Then, there is the Asian Arts Museum. Close to the airport and awkward to find, this deserves to be better known. Its small but exquisite collection is housed in a temple of modern white marble and glass, surrounded by pools of water. Inside, only the best of the best is on display: a Neolithic jade Disque Bi from China, a cotton and silk embroidered coat from Uzbekistan, statues of Buddha, some over a thousand years old. If we had to pick a favourite, this could be it.
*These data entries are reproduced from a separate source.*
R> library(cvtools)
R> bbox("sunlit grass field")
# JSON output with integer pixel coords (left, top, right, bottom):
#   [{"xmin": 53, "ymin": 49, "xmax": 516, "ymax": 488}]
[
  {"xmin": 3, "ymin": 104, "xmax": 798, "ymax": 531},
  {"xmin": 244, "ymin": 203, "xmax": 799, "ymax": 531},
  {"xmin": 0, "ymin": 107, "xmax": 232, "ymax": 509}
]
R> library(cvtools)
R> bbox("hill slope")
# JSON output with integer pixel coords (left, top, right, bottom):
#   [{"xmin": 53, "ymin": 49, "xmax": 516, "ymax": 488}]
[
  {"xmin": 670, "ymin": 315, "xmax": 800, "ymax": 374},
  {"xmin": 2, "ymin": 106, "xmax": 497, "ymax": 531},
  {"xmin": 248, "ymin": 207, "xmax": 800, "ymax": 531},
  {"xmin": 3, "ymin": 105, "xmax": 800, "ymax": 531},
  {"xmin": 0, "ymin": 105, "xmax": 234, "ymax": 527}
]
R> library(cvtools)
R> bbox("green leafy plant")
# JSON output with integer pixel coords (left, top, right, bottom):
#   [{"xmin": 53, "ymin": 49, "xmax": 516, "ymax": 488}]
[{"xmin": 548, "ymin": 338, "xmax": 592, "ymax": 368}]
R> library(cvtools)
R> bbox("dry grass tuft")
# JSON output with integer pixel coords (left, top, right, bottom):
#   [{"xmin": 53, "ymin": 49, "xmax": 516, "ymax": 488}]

But art is everywhere in Nice. After dinner, we stroll through the central Place Masséna, punctuated by seven steel pillars, each topped by a squatting figure. This installation is the brainchild of Jaume Plensa; as we watch, the sculptures slowly change colour, from purple through red and blue to green. The sea, sand and bling are fine, but there is another side to Nice, perfect for culture vultures.
Where to stay
Le Grimaldi: luxurious and personal, away from the tourist rush.
Where to eat
Côté Marais: complex dishes, bargain menu of the day : rabbit with sour cherries, scallops with ginger. (4 rue Potin)
Luc Salsedo: posh setting, stylish food, French dishes with an Asian twist: chicken with savory, a provencal herb, grilled fish of the day with a millefeuille of the freshest vegetables,
La Zucca Magica: imaginative vegetarian bistro overlooking the Port de Nice marina, wonderful hosts: risotto with vegetables and pancetta; saffron rice with beet leaves; zucchini with a special wild pesto stuffing, sage frittata
How to get there
Airlines flying in to Nice: Aer Lingus; British Airways; bmi baby; easyJet; Flybe; Jet2; Swiss.
At Nice Airport, buy a seven-day bus pass; use it on the 98 shuttle bus to town, plus trams and other buses. Orient yourself with Nice Le Grand Tour, the 90-min hop-on, hop-off double-decker tour.